Aye; all was hushed. The about-to-fire fired not,
The aimed-at moved away in trance-lipped song.
One checkless regiment slung a clinching shot
And turned. The Spirit of Irony smirked out, "What?
Spoil peradventures woven of Rage and Wrong?"
– Thomas Hardy,  from “And There Was A Great Calm”

“Pa’s coming home! Pa’s coming home!” Mabel’s childish voice shrieked, her heavy footsteps thumping as she ran through the house. “Pa’s coming back! Stephen!”
Stephen looked up from his reading when the door to his room burst open. “Yes?”
His younger sister grabbed his arm and yanked, saying, “Pa’s coming home today!”
Stephen’s eyes widened, “Really?”
Mabel nodded, a wide smile bright on her face “Yep! Thomas just got the letter!”
“That’s great!”
He felt a rush of happiness flow through him. His father had been gone for a year, having enlisted at the very start of the War in 1914, like so many others in their small community. Now finally, in December of 1915, he was coming back for the first time since the end.
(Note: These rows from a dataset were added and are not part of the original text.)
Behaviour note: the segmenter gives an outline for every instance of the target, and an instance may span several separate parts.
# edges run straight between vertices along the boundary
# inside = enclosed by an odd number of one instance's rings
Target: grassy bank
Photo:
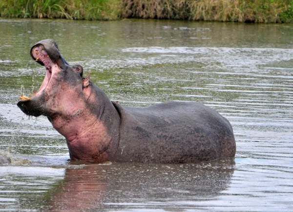
[[[292,0],[0,0],[7,18],[293,22]]]

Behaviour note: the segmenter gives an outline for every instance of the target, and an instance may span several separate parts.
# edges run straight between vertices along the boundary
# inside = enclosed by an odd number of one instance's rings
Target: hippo
[[[180,163],[235,155],[231,125],[207,106],[170,101],[122,107],[89,75],[83,77],[82,66],[70,66],[54,40],[37,43],[30,55],[45,66],[44,79],[17,105],[27,115],[46,116],[65,137],[72,160]]]

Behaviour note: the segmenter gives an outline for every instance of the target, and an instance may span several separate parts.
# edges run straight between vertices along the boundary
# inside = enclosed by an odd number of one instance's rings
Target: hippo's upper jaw
[[[46,94],[44,91],[50,83],[54,72],[60,71],[60,66],[63,65],[64,60],[59,53],[57,43],[51,39],[42,40],[31,48],[30,55],[39,63],[46,68],[45,77],[37,93],[31,97],[21,98],[18,106],[27,115],[38,116],[46,115],[46,107],[44,104]]]
[[[58,82],[64,77],[64,70],[71,69],[62,57],[55,40],[47,39],[35,44],[31,49],[30,55],[38,63],[45,67],[45,75],[41,87],[31,97],[22,96],[18,106],[28,116],[50,116],[54,112],[46,103],[57,91]],[[79,76],[82,81],[82,77]],[[53,80],[52,80],[53,79]]]

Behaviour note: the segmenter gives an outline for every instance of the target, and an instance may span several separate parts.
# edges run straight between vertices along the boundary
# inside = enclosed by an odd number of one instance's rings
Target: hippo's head
[[[45,66],[45,77],[39,91],[30,98],[23,98],[18,107],[27,115],[43,115],[50,120],[64,113],[74,113],[77,101],[87,98],[84,90],[88,85],[89,77],[83,78],[83,68],[69,66],[51,39],[35,44],[30,55]]]

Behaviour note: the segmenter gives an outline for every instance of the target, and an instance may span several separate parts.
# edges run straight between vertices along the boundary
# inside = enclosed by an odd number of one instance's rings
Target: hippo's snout
[[[27,116],[39,116],[44,114],[43,107],[41,105],[40,99],[30,98],[27,100],[21,100],[17,103],[17,106]]]

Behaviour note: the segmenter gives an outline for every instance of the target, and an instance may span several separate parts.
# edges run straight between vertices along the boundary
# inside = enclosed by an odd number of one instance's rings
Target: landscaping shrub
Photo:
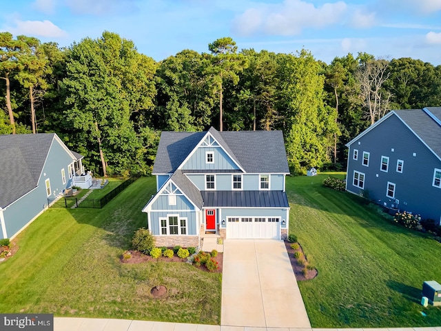
[[[295,234],[289,234],[288,236],[288,241],[290,243],[296,243],[297,242],[297,236]]]
[[[298,245],[298,243],[291,243],[291,248],[293,250],[298,250],[298,249],[300,248],[300,245]]]
[[[6,238],[5,239],[0,239],[0,246],[8,246],[9,247],[9,245],[10,244],[10,240]]]
[[[178,251],[182,248],[179,245],[176,245],[176,246],[174,246],[173,248],[173,252],[174,252],[174,254],[178,254]]]
[[[396,213],[393,217],[394,222],[402,224],[409,229],[422,230],[420,221],[421,217],[418,214],[413,215],[405,211]]]
[[[205,262],[205,268],[207,268],[208,271],[210,271],[212,272],[217,270],[219,268],[219,267],[218,266],[218,263],[213,259],[209,259],[207,262]]]
[[[323,185],[338,191],[346,190],[346,181],[336,177],[328,177],[323,181]]]
[[[141,228],[135,231],[132,239],[133,248],[144,254],[149,254],[154,247],[154,238],[150,230]]]
[[[159,257],[161,257],[163,251],[161,250],[161,248],[158,247],[152,248],[152,250],[150,250],[150,256],[154,259],[159,259]]]
[[[178,257],[181,259],[187,259],[189,254],[188,250],[185,248],[179,248],[179,250],[178,250]]]
[[[163,255],[164,255],[165,257],[171,259],[173,257],[173,255],[174,255],[174,253],[173,252],[173,250],[165,250],[163,252]]]

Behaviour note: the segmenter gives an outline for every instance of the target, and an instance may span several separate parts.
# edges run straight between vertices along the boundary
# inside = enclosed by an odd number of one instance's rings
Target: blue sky
[[[184,49],[208,52],[232,37],[239,50],[295,52],[329,63],[367,52],[441,64],[441,0],[14,0],[0,31],[69,46],[103,31],[132,40],[161,61]]]

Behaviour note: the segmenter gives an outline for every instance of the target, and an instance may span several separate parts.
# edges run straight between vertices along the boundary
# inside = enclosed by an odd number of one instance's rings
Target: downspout
[[[3,214],[3,211],[5,210],[0,207],[0,224],[1,224],[1,233],[3,239],[8,238],[8,232],[6,232],[6,224],[5,224],[5,217]]]

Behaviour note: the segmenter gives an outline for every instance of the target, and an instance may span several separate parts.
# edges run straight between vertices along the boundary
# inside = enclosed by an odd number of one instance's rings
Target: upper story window
[[[214,152],[205,152],[205,162],[207,163],[214,163]]]
[[[233,190],[242,190],[242,175],[233,175]]]
[[[384,171],[387,172],[387,170],[389,169],[389,157],[381,157],[381,167],[380,170],[381,171]]]
[[[205,189],[206,190],[214,190],[214,175],[206,174],[205,175]]]
[[[261,174],[260,176],[260,190],[269,190],[269,175]]]
[[[353,170],[353,185],[360,188],[365,188],[365,174]]]
[[[363,166],[369,166],[369,152],[363,152]]]
[[[393,183],[391,183],[390,181],[387,182],[387,190],[386,191],[386,196],[389,198],[395,198],[395,184]]]
[[[432,185],[435,188],[441,188],[441,169],[435,168]]]

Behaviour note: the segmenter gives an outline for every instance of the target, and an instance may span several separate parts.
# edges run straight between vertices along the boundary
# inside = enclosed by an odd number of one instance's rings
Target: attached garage
[[[280,239],[280,217],[227,217],[227,238]]]

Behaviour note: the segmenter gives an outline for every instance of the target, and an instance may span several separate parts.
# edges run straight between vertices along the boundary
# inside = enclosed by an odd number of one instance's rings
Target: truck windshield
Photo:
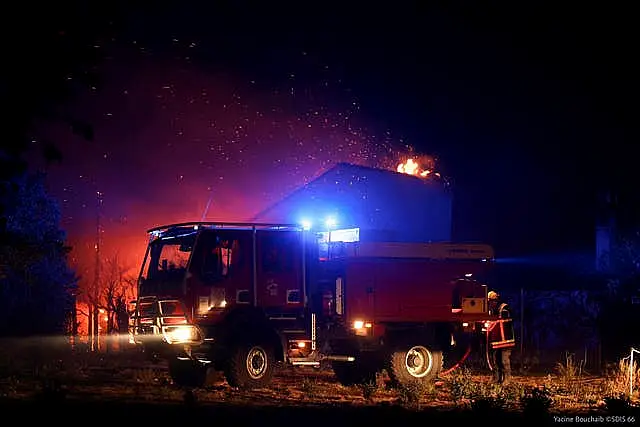
[[[140,284],[145,294],[175,294],[187,272],[195,234],[150,243],[142,266]]]

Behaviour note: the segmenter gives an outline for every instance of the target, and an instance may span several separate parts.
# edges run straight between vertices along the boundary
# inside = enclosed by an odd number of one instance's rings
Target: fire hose
[[[485,335],[486,342],[484,346],[484,353],[487,356],[487,366],[489,367],[489,370],[493,372],[493,365],[491,365],[491,355],[489,354],[489,328],[487,328],[487,333]]]
[[[487,366],[489,366],[489,370],[490,371],[493,371],[493,365],[491,364],[491,356],[489,354],[489,330],[486,331],[485,340],[486,340],[486,342],[485,342],[485,356],[486,356],[486,359],[487,359]],[[462,358],[455,365],[453,365],[449,369],[443,371],[442,375],[450,374],[451,372],[453,372],[456,369],[458,369],[460,367],[460,365],[462,365],[464,363],[464,361],[467,359],[467,357],[469,357],[469,354],[471,354],[471,343],[469,343],[469,345],[467,346],[467,350],[465,351],[465,353],[462,356]]]
[[[460,367],[460,365],[462,365],[464,363],[464,361],[467,359],[467,357],[469,357],[470,353],[471,353],[471,343],[469,343],[469,346],[467,347],[467,351],[462,356],[462,359],[460,359],[455,365],[453,365],[452,367],[450,367],[446,371],[443,371],[442,375],[447,375],[447,374],[453,372],[454,370],[458,369]]]

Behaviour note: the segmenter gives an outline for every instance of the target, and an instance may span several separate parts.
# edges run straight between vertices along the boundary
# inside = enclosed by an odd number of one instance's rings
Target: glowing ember
[[[396,169],[399,173],[406,173],[407,175],[414,175],[426,178],[431,174],[431,167],[422,167],[421,163],[415,159],[408,159],[404,163],[398,164]]]

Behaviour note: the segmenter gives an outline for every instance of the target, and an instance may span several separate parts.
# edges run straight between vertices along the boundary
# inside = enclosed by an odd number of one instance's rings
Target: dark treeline
[[[65,112],[81,91],[99,88],[101,53],[120,25],[118,2],[16,4],[0,28],[0,335],[74,330],[77,279],[69,268],[60,211],[44,176],[26,160],[32,141],[62,162],[38,124],[63,123],[92,140],[92,128]],[[9,15],[7,15],[8,17]]]

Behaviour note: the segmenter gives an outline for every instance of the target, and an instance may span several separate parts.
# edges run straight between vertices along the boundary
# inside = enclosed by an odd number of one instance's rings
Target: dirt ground
[[[391,387],[384,375],[376,384],[344,387],[330,369],[280,368],[264,389],[233,389],[211,372],[205,388],[185,390],[172,384],[165,363],[138,353],[69,352],[41,344],[0,346],[0,405],[5,413],[16,411],[25,419],[41,415],[37,408],[46,407],[55,408],[51,416],[62,418],[91,411],[98,420],[100,414],[112,414],[131,420],[229,418],[237,425],[296,419],[307,425],[353,425],[348,420],[364,425],[485,416],[487,408],[474,407],[474,400],[500,401],[500,416],[522,417],[519,396],[532,387],[549,390],[550,411],[556,416],[611,413],[604,408],[605,379],[589,375],[572,378],[570,384],[557,373],[516,375],[508,390],[496,390],[488,371],[459,369],[431,387],[411,391]],[[630,418],[626,420],[629,424]]]

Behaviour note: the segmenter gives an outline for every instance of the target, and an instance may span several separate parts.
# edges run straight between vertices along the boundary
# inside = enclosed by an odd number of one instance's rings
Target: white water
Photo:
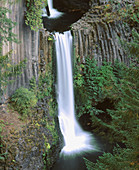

Even if he would have to leave again soon, Stephen was happy.
“Come on,” he said, taking Mabel’s hand, “Does Mother know?”
“No,” she said, shaking her curly head.
“Let’s go tell her, then.”
Their mother, was, of course, overjoyed, and immediately ordered Stephen to go out and buy a ham
“Oh, and,” she called after him, “Don’t forget to invite the Vansittarts over! This needs some celebration!”
He waved a hand in acknowledgement and took off.

“So, how has it been?” Alfred Vansittart asked Stephen’s father. “Curse them, I can’t go. I say I’m perfectly healthy!” he flexed his biceps to show it.
Stephen, his younger brother Thomas, and Clementine Vansittart, Alfred and Adela's daughter all laughed, Mabel was too engrossed in something she was drawing to pay any attention.
“Well,” Father said carefully, “I have to say it’s not all it’s cut out to be —”
“More drink?” Mother asked, changing the subject and shooting a look at Alfred as if to say, Don't.
Alfred nodded, “Yes! Thank you,” he told her as she refilled his glass. Mother smiled in acknowledgement. Father looked relieved, Stephen noticed, if only slightly. Why? Doesn't he want to tell us about what it's like?
“What’re you drawing, May?” Thomas leaned over, his elbow barely missing his glass of juice,  to look at Mabel’s work.
Mabel immediately drew the paper up to her chest. “No!” shrieked Mabel, “It’s for Daddy!”
Thomas laughed, and didn’t notice the warning look his mother was giving him. “Well,” Thomas thought for a moment, then said, “Maybe you can let us see it and we can help you make it better. How about that, May?”
“No!” she shrieked again.
“Thomas Stones, you’ve been bothering your sister all evening,” His mother scolded. “If she doesn’t want to show you her picture then you have no right to make her. If this continues I’ll make you go outside and stand in the snow for the entire night. And on the night your father’sback!” she said sternly, snapping her fingers in his face.
“Yes, mother,” Thomas said, the grin still stuck as if superglued to his face. Stephen tried his best to keep his face blank.
“Anyone up for a bit of poker?” asked Alfred.
“Ooh, that’s nice,” Mother rubbed her hands together.
Mr. Stones agreed, saying with a smile, “Hm, I’m in,”
Thomas asked, flashing his trademark grin, “Can we play, too?”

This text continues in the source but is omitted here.